Подлинное творчество не может быть демоническим, оно всегда есть выход из тьмы. Демоническое зло человеческой природы сгорает в творческом экстазе, претворяется в иное бытие. Ибо всякое зло есть прикованность к этому "миру", к его страстям и его тяжести. Творческий подъем отрывает от тяжести этого "мира" и претворяет страсть в иное бытие. Диавол не силен творить, и не творческое все, что от него. Диавол лжет, что творит, он крадет у Бога и карикатурит. Творец может быть демоничен, и демонизм его может отпечатлеться на его творении. Но не может быть демонично великое творение, творческая ценность и породивший ее творческий экстаз. Я думаю, что в природе Леонардо был демонический яд. Но в творческом акте сгорел демонизм Леонардо, претворился в иное, в свободное от "мира" бытие. В Джоконде, в Вакхе, в Иоанне Крестителе просвечивает демонизм леонардовской природы. Но обречены ли сгореть в адском огне великие творения леонардовского гения? Нет, в этих творениях уже сгорело зло леонардовской природы и демонизм его претворился в иное бытие, пройдя через творческий экстаз гения. В Джоконде есть вечная красота, которая войдет в вечную божественную жизнь. Творческая жизнь есть жизнь вечная, а не тленная. И как бессильны и жалки морализирования над великими творениями.
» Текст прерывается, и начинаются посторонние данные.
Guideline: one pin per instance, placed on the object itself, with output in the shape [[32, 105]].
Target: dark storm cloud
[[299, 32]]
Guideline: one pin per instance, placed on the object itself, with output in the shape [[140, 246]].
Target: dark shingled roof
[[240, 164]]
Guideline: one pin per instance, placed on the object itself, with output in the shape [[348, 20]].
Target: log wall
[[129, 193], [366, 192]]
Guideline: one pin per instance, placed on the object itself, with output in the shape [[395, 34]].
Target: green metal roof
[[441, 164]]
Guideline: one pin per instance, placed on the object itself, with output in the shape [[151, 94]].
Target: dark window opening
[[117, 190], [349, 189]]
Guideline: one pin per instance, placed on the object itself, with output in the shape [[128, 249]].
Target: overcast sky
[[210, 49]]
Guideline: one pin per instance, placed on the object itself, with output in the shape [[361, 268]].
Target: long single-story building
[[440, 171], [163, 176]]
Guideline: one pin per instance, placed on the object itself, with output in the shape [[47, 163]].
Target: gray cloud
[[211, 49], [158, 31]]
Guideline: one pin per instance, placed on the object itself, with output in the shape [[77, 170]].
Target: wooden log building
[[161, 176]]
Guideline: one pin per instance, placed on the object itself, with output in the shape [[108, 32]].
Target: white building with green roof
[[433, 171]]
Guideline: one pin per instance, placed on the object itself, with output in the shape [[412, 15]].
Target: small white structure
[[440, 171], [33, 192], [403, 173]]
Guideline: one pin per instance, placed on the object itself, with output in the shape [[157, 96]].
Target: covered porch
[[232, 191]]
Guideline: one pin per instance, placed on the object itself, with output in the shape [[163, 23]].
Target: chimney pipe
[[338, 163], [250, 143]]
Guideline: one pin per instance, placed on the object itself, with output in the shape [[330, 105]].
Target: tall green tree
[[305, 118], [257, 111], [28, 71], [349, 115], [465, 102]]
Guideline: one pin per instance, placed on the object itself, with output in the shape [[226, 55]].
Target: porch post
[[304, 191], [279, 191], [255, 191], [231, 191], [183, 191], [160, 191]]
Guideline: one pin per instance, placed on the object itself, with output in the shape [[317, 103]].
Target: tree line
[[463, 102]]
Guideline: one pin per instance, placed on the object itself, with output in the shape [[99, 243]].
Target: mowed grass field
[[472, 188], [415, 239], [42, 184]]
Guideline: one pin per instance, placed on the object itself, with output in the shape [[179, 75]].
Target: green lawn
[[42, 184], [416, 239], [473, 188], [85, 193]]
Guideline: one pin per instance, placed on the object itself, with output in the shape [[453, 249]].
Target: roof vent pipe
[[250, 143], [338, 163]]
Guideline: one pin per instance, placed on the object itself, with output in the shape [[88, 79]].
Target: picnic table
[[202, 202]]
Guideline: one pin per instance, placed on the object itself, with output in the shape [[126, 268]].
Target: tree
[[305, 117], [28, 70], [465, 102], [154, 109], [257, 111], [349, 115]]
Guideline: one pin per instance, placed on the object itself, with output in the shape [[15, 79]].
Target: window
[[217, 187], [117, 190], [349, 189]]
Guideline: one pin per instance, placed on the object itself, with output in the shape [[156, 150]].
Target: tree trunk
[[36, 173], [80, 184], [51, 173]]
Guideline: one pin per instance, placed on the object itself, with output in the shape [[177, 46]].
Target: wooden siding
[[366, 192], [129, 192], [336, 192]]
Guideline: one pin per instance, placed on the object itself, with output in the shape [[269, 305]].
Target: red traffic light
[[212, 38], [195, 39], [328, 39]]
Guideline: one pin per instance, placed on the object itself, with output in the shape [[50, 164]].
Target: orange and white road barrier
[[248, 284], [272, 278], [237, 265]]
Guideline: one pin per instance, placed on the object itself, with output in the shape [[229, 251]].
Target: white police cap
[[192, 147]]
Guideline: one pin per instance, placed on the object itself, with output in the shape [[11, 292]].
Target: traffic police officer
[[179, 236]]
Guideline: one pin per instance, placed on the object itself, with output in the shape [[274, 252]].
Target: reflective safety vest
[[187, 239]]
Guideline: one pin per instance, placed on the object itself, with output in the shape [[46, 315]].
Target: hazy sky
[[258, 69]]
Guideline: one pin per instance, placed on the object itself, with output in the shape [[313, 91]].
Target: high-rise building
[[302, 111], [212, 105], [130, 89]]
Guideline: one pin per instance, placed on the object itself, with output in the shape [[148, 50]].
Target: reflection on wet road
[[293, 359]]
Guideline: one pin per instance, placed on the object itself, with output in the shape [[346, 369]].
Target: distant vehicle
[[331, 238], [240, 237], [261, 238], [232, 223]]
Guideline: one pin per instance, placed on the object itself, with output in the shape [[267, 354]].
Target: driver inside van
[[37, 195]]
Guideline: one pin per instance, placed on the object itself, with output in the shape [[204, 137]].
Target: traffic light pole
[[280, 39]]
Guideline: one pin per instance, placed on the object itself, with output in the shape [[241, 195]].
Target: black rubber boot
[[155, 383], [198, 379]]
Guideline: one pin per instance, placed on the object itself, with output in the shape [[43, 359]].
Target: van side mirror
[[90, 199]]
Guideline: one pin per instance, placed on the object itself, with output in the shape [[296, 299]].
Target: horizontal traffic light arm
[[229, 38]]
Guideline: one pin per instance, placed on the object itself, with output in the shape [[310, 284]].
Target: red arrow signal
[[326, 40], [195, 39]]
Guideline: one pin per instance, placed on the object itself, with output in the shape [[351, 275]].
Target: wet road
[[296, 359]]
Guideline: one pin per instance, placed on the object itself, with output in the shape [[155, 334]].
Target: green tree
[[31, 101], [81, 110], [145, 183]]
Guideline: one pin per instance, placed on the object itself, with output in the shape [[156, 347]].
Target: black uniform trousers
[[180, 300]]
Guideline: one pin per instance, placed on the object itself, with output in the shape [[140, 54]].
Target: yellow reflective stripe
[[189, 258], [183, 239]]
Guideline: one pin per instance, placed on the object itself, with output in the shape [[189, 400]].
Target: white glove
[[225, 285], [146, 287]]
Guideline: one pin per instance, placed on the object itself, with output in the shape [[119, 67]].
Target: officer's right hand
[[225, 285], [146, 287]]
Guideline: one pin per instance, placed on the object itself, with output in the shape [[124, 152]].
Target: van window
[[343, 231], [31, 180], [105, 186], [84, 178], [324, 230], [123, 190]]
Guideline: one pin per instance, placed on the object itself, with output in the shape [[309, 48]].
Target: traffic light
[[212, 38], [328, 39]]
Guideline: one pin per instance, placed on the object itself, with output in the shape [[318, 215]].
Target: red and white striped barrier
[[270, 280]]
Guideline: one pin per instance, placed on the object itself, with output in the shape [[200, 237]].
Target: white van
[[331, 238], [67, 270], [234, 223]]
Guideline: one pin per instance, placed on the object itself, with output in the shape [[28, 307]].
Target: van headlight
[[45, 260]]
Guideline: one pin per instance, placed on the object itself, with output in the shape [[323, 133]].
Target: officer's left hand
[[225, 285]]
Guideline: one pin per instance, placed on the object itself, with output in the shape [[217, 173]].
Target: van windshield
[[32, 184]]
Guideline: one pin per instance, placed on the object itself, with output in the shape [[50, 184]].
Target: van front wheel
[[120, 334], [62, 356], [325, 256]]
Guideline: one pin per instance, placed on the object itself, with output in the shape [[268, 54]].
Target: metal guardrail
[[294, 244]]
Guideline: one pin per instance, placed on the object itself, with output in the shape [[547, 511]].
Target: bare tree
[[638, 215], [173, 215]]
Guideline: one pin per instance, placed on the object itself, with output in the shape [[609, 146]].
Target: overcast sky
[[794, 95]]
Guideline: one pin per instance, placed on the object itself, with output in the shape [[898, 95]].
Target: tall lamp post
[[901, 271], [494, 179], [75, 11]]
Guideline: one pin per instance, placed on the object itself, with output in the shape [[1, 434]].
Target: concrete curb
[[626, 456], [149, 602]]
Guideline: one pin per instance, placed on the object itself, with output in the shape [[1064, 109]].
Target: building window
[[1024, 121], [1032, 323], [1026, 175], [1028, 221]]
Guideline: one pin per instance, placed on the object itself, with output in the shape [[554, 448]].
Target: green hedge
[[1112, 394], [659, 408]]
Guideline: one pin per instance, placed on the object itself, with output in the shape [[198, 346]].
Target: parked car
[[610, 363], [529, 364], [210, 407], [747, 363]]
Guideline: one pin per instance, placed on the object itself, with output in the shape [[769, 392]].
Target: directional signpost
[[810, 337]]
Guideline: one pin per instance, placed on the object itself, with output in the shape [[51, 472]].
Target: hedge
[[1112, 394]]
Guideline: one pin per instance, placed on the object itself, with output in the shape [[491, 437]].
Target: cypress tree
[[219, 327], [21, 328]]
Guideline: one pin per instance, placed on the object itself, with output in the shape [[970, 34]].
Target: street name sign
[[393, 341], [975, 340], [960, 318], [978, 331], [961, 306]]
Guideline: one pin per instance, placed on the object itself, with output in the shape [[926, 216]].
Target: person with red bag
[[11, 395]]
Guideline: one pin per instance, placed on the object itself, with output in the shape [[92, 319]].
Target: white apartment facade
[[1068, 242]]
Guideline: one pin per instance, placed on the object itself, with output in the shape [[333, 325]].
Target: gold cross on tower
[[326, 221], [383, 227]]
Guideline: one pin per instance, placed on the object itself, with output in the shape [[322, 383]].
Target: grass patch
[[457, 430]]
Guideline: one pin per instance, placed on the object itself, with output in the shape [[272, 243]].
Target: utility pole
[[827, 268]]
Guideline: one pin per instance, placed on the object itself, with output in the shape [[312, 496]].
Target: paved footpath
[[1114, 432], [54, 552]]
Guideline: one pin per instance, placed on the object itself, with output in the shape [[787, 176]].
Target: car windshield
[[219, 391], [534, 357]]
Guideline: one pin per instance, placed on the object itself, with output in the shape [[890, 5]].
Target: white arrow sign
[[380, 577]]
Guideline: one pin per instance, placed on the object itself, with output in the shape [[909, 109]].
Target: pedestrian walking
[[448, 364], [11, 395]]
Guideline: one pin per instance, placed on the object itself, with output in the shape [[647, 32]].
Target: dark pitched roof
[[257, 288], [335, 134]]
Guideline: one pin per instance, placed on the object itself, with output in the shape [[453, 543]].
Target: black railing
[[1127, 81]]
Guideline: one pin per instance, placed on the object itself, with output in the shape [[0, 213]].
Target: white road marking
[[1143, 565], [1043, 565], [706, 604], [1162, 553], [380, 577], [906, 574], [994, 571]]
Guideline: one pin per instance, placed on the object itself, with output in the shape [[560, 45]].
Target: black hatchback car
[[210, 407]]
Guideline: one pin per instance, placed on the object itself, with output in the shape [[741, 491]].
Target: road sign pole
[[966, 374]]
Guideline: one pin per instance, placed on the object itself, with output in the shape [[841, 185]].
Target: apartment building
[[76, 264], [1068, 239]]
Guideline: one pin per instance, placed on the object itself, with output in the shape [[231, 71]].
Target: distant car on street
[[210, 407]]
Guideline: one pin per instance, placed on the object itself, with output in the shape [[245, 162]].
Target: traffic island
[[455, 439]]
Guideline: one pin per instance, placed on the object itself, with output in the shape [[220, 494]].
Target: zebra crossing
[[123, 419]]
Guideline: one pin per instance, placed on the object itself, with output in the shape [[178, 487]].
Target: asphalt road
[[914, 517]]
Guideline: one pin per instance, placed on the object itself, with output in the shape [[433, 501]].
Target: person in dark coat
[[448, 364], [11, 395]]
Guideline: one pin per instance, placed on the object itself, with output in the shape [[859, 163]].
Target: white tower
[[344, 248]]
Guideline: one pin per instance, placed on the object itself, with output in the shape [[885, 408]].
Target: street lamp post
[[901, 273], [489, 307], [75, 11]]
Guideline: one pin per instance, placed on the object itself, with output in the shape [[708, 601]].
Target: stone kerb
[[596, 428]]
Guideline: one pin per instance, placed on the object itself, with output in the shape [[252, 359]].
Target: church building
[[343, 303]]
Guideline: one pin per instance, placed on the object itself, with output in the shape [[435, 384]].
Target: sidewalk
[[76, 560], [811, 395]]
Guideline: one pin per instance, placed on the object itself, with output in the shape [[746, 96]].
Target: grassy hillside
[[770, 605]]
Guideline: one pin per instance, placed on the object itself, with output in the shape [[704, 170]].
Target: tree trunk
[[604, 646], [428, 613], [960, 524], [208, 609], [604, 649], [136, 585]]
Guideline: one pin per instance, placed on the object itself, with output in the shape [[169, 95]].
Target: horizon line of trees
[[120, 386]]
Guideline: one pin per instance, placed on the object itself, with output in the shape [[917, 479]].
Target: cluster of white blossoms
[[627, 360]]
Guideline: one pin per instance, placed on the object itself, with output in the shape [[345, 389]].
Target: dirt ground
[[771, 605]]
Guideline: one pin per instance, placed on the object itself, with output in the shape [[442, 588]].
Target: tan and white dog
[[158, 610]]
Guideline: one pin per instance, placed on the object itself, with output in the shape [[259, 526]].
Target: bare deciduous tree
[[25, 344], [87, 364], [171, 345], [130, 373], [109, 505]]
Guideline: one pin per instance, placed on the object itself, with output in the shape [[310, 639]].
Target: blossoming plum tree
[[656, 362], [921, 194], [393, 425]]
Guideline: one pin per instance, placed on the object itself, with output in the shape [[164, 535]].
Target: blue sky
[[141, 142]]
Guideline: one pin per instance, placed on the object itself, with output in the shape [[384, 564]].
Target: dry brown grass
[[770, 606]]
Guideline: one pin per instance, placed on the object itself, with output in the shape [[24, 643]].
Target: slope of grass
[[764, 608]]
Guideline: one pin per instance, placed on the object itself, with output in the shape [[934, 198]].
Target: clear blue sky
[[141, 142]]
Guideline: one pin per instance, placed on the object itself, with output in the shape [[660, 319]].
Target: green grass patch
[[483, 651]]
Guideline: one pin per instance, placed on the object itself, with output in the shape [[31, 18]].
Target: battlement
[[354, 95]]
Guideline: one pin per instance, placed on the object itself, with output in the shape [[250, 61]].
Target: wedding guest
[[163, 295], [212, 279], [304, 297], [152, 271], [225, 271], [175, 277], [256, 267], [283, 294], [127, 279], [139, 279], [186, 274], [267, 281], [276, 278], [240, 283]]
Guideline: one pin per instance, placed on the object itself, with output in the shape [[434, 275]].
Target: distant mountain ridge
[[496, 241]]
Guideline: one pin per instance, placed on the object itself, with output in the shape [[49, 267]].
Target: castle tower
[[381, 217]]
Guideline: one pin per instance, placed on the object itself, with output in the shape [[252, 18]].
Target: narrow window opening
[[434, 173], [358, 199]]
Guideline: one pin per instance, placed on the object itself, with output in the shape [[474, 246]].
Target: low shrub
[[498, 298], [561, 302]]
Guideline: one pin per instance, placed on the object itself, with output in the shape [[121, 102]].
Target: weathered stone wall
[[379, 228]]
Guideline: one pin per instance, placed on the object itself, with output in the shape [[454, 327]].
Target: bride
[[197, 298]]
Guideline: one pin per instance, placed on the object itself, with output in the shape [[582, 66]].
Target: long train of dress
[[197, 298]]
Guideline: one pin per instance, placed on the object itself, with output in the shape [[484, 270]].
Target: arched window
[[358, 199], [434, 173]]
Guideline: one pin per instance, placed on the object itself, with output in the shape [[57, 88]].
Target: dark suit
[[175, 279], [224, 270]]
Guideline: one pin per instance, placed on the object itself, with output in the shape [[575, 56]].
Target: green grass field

Рождающаяся в творческом акте красота есть уже переход из "мира сего" в космос, в иное бытие, и в ней не может быть тьмы, которая была еще в грешной природе творившего. Подлинная картина или стихотворение не принадлежат уже к физическому плану бытия, в них нет материальной тяжести, они входят в свободный космос. И творческий акт есть самооткровение и самоценность, не знающая над собой внешнего суда.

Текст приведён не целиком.